From 2011 to 2015, Moreira served in the Archdiocese of Goiânia, where he was rector of the São João Maria Vianney Interdiocesan Seminary and the Santa Cruz Seminary. During this period he also served as parish vicar of Menino Jesus and Santo Hilário and as parish priest of São Leopoldo Mandic.

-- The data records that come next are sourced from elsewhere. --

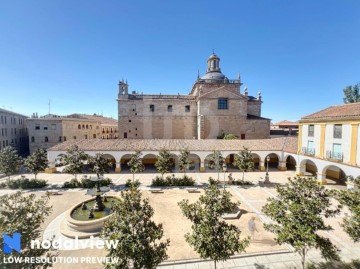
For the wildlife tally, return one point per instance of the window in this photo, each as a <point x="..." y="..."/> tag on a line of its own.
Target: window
<point x="311" y="131"/>
<point x="222" y="103"/>
<point x="336" y="148"/>
<point x="310" y="145"/>
<point x="337" y="131"/>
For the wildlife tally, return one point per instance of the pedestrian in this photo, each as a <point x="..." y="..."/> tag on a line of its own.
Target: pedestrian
<point x="252" y="227"/>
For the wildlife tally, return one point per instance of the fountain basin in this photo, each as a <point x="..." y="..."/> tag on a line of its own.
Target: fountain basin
<point x="81" y="227"/>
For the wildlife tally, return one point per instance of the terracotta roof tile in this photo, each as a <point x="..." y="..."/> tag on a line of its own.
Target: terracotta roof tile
<point x="338" y="112"/>
<point x="178" y="144"/>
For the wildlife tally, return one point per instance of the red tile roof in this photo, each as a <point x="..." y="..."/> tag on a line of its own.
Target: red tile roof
<point x="288" y="143"/>
<point x="338" y="112"/>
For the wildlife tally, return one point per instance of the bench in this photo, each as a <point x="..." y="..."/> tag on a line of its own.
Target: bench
<point x="192" y="189"/>
<point x="54" y="192"/>
<point x="234" y="215"/>
<point x="156" y="190"/>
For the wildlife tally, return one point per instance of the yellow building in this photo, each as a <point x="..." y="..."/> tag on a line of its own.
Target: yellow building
<point x="330" y="139"/>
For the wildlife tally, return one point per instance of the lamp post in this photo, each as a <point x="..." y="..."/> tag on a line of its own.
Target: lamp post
<point x="267" y="180"/>
<point x="224" y="170"/>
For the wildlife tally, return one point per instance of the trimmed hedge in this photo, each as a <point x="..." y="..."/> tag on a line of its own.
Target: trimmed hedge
<point x="173" y="181"/>
<point x="129" y="183"/>
<point x="86" y="183"/>
<point x="241" y="182"/>
<point x="24" y="183"/>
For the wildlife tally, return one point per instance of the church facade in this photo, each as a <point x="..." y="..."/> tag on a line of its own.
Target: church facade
<point x="215" y="106"/>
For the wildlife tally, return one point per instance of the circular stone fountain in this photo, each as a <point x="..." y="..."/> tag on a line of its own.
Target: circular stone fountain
<point x="88" y="217"/>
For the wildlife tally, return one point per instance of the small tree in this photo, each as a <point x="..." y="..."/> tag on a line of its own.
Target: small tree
<point x="216" y="161"/>
<point x="212" y="237"/>
<point x="298" y="212"/>
<point x="139" y="238"/>
<point x="37" y="161"/>
<point x="184" y="160"/>
<point x="99" y="164"/>
<point x="74" y="158"/>
<point x="352" y="94"/>
<point x="351" y="199"/>
<point x="164" y="163"/>
<point x="24" y="214"/>
<point x="9" y="161"/>
<point x="230" y="137"/>
<point x="135" y="164"/>
<point x="244" y="161"/>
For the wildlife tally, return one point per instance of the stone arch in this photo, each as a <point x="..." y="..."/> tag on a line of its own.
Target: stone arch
<point x="229" y="160"/>
<point x="256" y="159"/>
<point x="309" y="167"/>
<point x="290" y="163"/>
<point x="111" y="159"/>
<point x="195" y="162"/>
<point x="334" y="175"/>
<point x="149" y="160"/>
<point x="124" y="160"/>
<point x="274" y="160"/>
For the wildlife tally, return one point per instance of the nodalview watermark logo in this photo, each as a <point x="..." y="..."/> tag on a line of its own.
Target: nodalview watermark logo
<point x="12" y="243"/>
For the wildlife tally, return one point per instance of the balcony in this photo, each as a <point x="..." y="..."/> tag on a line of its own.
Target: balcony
<point x="334" y="156"/>
<point x="308" y="151"/>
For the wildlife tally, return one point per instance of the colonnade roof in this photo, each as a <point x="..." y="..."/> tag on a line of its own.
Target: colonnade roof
<point x="288" y="144"/>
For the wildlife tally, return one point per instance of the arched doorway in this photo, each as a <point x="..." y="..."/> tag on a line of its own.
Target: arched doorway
<point x="149" y="161"/>
<point x="229" y="160"/>
<point x="194" y="162"/>
<point x="123" y="161"/>
<point x="290" y="163"/>
<point x="309" y="168"/>
<point x="112" y="162"/>
<point x="334" y="175"/>
<point x="256" y="159"/>
<point x="273" y="161"/>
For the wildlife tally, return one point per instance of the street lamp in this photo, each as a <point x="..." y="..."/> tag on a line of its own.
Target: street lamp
<point x="224" y="170"/>
<point x="267" y="180"/>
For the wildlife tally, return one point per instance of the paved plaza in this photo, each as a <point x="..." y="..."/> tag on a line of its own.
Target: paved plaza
<point x="262" y="253"/>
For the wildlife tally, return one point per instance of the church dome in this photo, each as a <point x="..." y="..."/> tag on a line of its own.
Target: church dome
<point x="213" y="75"/>
<point x="213" y="70"/>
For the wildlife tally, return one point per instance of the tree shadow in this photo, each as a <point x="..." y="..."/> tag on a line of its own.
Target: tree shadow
<point x="354" y="264"/>
<point x="260" y="266"/>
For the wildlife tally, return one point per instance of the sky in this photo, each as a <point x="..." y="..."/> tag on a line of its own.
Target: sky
<point x="300" y="54"/>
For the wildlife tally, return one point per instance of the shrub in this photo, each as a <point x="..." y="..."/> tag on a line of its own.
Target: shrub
<point x="129" y="183"/>
<point x="86" y="183"/>
<point x="25" y="183"/>
<point x="173" y="181"/>
<point x="74" y="183"/>
<point x="241" y="182"/>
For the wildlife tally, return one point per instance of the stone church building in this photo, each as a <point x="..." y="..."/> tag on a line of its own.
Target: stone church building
<point x="214" y="106"/>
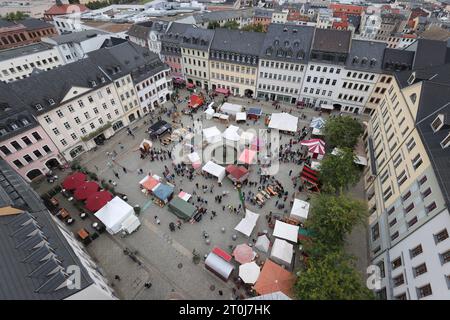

He was subsequently involved in pastoral ministry in Brasília, including service at the Sanctuary of the Most Blessed Sacrament and as episcopal vicar of the Centro vicariate. From 2017 to 2020 he was parish priest of Nossa Senhora do Rosário de Fátima in Sobradinho and coordinator of priestly ministry in the Archdiocese of Brasília. He also served in the Organization of Seminaries and Institutes of Brazil (OSIB) at national and regional levels.

==Episcopate==
On 23 December 2020, Pope Francis appointed Moreira auxiliary bishop of the Archdiocese of Belo Horizonte and titular bishop of Thisiduo. His episcopal ordination took place on 13 February 2021 at the Cathedral of Nossa Senhora Aparecida in Brasília. Walmor Oliveira de Azevedo, Archbishop of Belo Horizonte, was the principal consecrator, with Paulo Cezar Costa, Archbishop of Brasília, and Washington Cruz, Archbishop of Goiânia, serving as principal co-consecrators.

As auxiliary bishop of Belo Horizonte, Moreira served in the archdiocese's episcopal administration and pastoral ministry.

===Bishop of Rubiataba-Mozarlândia===
On 8 September 2026, Pope Leo XIV appointed Moreira bishop of the Diocese of Rubiataba–Mozarlândia, transferring him from the titular see of Thisiduo and from his office as auxiliary bishop of Belo Horizonte. The appointment made him the fifth diocesan bishop of Rubiataba-Mozarlândia.